Trouver l’équilibre financier
Reste désormais à remplir ces multiples équipements gérés principalement en régie municipale ou en gestion mixte de type société d’économie mixte (SEM) et société publique locale (SPL) et à amortir leurs coûts fixes ; un défi permanent alors même que la facture énergétique s’est envolée et que la compétition se renforce chaque année. Car, au total, la France métropolitaine compte désormais plus de 200 palais des congrès et parcs des expositions, soit une moyenne de deux par département. « La recrudescence de projets à coup de dizaines de millions d’euros interroge dès lors où elle ne s’accompagne pas nécessairement d’une intensification de la demande mais d’un rattrapage après Covid, et que cette demande reste essentiellement départementale ou régionale », commente Coach Omnium. Pour diminuer les risques, les équipements deviennent donc multifonctions, sont capables d’accueillir des foires départementales et des séminaires, des spectacles et concerts, voire des compétitions sportives, à l’instar de l’Espace Mayenne de Laval qui s’est équipé d’un mur d’escalade de 16 m de haut. Et les villes moyennes misent sur leur tissu économique et leurs filières scientifiques pour développer le tourisme d’affaires ; avec des résultats toutefois mitigés.
Ainsi, les principaux commanditaires des équipements de taille moyenne sont pour l’essentiel des associations et fédérations locales ou départementales qui y organisent assemblées générales ou lotos, ainsi que des administrations et des banques.
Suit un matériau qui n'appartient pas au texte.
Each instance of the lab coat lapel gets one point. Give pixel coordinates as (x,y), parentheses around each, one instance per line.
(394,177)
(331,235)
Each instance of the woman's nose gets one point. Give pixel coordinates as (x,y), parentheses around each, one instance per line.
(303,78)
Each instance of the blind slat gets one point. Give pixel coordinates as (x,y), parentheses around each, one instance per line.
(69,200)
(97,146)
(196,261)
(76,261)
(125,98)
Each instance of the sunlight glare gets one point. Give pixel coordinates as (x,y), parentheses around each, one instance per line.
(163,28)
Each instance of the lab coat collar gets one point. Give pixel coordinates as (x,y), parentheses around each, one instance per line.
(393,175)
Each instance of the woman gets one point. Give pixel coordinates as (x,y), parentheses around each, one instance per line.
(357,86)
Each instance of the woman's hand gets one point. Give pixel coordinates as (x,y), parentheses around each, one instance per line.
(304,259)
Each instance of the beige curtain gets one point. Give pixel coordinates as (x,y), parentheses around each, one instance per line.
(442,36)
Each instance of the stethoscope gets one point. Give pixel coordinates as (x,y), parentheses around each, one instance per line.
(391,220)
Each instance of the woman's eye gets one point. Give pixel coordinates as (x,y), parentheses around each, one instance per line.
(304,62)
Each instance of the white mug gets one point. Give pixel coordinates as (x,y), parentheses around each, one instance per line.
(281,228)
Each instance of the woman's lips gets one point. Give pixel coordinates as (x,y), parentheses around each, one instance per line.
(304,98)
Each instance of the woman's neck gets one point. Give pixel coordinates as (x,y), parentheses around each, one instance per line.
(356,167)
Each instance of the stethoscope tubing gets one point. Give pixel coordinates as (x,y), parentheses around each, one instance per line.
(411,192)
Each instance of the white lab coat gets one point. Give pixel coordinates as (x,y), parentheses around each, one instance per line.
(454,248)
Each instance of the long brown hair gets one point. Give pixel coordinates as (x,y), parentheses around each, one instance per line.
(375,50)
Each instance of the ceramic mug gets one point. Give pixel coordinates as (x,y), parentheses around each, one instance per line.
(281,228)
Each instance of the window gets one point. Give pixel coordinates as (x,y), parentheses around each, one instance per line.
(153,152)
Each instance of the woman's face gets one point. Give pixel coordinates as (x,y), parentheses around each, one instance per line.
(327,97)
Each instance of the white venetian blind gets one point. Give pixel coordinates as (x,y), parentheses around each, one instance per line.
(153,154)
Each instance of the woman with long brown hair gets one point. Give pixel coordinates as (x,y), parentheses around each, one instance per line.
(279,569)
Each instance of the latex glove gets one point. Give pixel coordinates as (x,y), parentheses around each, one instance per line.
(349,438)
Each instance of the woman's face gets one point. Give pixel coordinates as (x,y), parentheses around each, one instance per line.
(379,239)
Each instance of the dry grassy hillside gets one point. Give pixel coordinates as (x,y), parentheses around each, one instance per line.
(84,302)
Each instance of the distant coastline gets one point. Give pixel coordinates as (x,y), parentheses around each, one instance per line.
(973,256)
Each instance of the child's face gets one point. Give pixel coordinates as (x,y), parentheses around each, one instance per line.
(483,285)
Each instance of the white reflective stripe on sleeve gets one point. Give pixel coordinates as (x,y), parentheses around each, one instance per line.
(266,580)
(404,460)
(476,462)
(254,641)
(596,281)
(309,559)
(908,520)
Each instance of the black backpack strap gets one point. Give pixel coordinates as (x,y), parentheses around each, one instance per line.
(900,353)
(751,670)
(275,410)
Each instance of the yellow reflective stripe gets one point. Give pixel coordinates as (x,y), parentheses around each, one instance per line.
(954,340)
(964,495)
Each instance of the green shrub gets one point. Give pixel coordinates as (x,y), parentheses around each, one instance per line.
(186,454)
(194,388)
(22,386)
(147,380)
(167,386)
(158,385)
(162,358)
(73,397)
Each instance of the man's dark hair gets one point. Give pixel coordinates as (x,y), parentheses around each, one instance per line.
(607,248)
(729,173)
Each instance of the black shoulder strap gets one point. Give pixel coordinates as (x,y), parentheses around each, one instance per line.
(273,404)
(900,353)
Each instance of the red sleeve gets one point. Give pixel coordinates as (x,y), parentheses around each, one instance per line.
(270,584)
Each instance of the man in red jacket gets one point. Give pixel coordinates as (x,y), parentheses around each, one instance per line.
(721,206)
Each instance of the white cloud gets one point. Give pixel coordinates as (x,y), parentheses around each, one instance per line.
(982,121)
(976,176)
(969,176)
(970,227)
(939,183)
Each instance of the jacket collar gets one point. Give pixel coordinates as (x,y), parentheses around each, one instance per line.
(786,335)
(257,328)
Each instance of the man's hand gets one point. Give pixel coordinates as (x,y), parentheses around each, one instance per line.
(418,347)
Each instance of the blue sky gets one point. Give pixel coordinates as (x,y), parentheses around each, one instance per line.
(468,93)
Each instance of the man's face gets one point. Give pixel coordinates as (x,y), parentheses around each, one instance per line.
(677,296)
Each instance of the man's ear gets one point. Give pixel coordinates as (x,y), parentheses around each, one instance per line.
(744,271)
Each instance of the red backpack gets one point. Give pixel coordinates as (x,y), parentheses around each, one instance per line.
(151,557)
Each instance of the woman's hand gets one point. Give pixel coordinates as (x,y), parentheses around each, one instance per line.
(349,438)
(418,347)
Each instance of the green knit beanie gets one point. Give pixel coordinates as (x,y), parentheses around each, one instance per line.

Bref, on est loin du congrès scientifique de haut-vol ou du séminaire d’entreprise high-tech, souvent mis en avant par les responsables politiques pour justifier les investissements. Au global, 47 % des structures reçoivent moins de 100 manifestations dans l’année et la situation se dégrade depuis dix ans (le ratio n’était que de 29 % en 2014) sous l’effet d’une concurrence accrue. Par ailleurs, en dehors des grandes métropoles, les opérations de moins de 200 participants constituent une très grosse majorité de la demande, avec une durée d’un jour, plus rarement de deux. Par souci de réaliser des économies, on voit même désormais se développer des manifestations d’une demi-journée ou sur une soirée, avec des retombées locales – notamment pour les hôtels – très limitées. Alors même que les villes et métropoles doivent faire face à des défis économiques importants, le challenge sera d’assurer l’équilibre financier de ces parcs et palais dans les prochaines années.